What was the first scene of LIDLESS that you wrote?
The scene in which Alice, the interrogator, uses a tactic called “Invasion of Space by a Female” to get Bashir, the Muslim detainee, to stop escaping her interrogations through prayer.
What’s the significance of the title?
If you don’t have eyelids you are forced to always see the consequences of your actions.
This play deals in part with politics. Were you concerned about being “balanced”?
I was concerned about making sure each character had great conflict and complexity, but not too concerned about political balance.
What are your goals for this production?
To have interesting, dynamic collaborations with amazing artists.
What is exciting about working with Page 73 on this production?
They actually listen to me and also let me choose the director.
What does it mean to have your work produced professionally in NewYork for the first time?
It means I get to work with amazing artists who the smaller theatres that produce my work in other parts of the country wouldn’t be able to afford because they would have to fly them out and put them up.
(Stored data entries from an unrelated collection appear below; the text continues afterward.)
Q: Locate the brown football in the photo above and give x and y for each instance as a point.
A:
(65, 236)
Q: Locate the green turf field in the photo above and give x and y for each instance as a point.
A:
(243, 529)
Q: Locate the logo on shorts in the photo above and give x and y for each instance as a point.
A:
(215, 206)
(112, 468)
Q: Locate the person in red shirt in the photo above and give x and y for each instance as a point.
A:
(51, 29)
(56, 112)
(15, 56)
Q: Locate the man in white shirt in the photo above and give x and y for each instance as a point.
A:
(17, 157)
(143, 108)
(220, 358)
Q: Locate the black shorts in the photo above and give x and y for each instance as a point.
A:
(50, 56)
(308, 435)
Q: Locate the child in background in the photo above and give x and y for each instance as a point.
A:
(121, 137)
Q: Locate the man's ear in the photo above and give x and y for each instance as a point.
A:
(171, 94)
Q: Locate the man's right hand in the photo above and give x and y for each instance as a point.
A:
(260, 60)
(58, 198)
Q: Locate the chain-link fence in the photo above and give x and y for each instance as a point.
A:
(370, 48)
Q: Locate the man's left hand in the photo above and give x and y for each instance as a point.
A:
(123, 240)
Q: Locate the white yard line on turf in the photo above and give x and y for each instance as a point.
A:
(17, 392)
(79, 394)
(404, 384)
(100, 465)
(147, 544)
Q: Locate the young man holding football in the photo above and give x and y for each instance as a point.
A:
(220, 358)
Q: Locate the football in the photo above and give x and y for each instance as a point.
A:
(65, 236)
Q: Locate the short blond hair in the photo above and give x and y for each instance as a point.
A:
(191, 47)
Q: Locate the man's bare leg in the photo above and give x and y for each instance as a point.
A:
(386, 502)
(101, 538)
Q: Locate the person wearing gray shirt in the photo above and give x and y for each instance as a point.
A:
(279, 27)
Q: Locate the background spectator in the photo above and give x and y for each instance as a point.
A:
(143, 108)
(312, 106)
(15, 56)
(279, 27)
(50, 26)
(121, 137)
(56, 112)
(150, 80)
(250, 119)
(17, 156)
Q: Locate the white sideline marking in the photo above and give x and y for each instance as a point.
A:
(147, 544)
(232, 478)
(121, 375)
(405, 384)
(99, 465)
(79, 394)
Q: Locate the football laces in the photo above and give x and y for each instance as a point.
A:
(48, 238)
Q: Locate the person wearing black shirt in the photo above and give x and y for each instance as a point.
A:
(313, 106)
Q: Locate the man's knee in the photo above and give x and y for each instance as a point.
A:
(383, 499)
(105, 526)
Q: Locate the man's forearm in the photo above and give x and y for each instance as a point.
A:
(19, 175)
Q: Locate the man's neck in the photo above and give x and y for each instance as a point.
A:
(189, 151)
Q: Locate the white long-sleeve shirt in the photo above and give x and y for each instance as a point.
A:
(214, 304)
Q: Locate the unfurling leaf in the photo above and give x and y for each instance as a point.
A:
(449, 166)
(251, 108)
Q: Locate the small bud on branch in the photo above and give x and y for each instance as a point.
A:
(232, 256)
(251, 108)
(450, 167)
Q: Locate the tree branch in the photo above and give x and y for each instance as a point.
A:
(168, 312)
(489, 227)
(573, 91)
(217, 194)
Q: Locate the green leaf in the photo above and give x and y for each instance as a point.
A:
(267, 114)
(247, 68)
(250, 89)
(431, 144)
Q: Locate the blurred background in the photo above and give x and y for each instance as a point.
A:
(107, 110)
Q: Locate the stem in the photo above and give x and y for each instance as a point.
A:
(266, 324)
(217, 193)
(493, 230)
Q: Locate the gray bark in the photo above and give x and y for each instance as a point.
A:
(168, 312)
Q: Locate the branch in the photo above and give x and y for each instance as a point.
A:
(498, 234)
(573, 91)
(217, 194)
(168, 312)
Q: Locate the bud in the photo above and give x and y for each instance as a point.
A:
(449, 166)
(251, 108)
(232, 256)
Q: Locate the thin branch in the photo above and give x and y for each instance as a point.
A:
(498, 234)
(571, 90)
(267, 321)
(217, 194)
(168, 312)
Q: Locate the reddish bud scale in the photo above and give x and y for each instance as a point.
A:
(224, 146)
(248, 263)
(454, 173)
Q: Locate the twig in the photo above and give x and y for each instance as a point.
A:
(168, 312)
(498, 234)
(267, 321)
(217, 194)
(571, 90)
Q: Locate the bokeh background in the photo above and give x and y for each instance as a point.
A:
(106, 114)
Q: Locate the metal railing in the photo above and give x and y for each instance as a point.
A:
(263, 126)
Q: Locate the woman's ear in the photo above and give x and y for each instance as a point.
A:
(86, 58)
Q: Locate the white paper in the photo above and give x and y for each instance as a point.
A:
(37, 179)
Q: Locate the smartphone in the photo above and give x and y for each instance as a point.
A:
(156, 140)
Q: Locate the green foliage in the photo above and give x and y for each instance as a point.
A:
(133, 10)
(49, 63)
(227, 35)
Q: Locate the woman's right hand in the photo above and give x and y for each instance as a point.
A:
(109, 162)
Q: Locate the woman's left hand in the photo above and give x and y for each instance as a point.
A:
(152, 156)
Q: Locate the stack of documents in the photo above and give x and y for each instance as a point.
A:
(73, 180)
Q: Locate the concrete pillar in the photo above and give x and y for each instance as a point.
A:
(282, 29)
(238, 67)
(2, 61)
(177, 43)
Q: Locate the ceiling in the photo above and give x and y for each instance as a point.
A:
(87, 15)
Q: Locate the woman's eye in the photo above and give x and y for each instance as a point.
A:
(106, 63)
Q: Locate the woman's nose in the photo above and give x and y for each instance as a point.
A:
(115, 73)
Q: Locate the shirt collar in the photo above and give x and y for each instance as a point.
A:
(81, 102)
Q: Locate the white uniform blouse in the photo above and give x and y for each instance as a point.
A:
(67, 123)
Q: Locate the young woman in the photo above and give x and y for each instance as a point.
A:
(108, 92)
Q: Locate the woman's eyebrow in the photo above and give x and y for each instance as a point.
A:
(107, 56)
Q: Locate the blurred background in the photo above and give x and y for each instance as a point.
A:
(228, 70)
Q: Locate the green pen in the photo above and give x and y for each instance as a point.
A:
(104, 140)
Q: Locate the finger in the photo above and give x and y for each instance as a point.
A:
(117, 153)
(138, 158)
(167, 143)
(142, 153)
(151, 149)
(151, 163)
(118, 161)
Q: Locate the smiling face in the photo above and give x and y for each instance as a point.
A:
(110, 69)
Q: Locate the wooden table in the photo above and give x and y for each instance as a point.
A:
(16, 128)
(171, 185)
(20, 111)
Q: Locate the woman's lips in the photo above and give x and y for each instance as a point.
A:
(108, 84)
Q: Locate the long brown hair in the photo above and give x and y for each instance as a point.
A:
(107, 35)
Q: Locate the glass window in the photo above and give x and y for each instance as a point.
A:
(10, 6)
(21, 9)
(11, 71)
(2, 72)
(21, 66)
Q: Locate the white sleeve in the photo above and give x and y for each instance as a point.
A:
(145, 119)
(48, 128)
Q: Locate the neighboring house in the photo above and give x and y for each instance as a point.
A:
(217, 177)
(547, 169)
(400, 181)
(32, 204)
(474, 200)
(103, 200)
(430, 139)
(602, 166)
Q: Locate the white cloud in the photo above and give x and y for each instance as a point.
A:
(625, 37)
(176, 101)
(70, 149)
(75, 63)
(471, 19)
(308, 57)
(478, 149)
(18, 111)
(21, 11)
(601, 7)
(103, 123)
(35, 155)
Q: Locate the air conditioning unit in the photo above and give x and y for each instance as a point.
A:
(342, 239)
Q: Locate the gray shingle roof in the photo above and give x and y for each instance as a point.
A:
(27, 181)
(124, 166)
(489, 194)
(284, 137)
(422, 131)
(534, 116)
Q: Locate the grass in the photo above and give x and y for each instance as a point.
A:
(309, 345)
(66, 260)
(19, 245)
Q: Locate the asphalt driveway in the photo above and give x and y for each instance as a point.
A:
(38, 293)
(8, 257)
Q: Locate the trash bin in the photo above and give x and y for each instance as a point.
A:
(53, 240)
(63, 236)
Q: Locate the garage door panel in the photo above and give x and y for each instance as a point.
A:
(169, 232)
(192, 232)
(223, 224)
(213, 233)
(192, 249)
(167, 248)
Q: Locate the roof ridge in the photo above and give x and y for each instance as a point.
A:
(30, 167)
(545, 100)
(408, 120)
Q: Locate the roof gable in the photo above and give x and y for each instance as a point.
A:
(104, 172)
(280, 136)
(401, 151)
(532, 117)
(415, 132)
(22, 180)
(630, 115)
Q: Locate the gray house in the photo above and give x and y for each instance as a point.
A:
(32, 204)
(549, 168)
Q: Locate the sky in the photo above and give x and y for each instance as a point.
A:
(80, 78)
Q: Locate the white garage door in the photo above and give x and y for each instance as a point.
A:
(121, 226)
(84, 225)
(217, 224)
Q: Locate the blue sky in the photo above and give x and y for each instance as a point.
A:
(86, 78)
What do you consider the highest compliment you could receiveas a playwright?
Probably ones from teenagers struggling with despair, depression or apathy who find a way to “wake up,” or see/think differently during their experience of the play.
What do you think are the key challenges facing emerging playwrights in America today?
Timidity, giving the existing system too much credit, insufficient funds, despair, and insular lives.
What’s next for you?
Moving back to Austin, Texas and figuring out how to work in wage slavery as little as possible and do what I want as much as possible.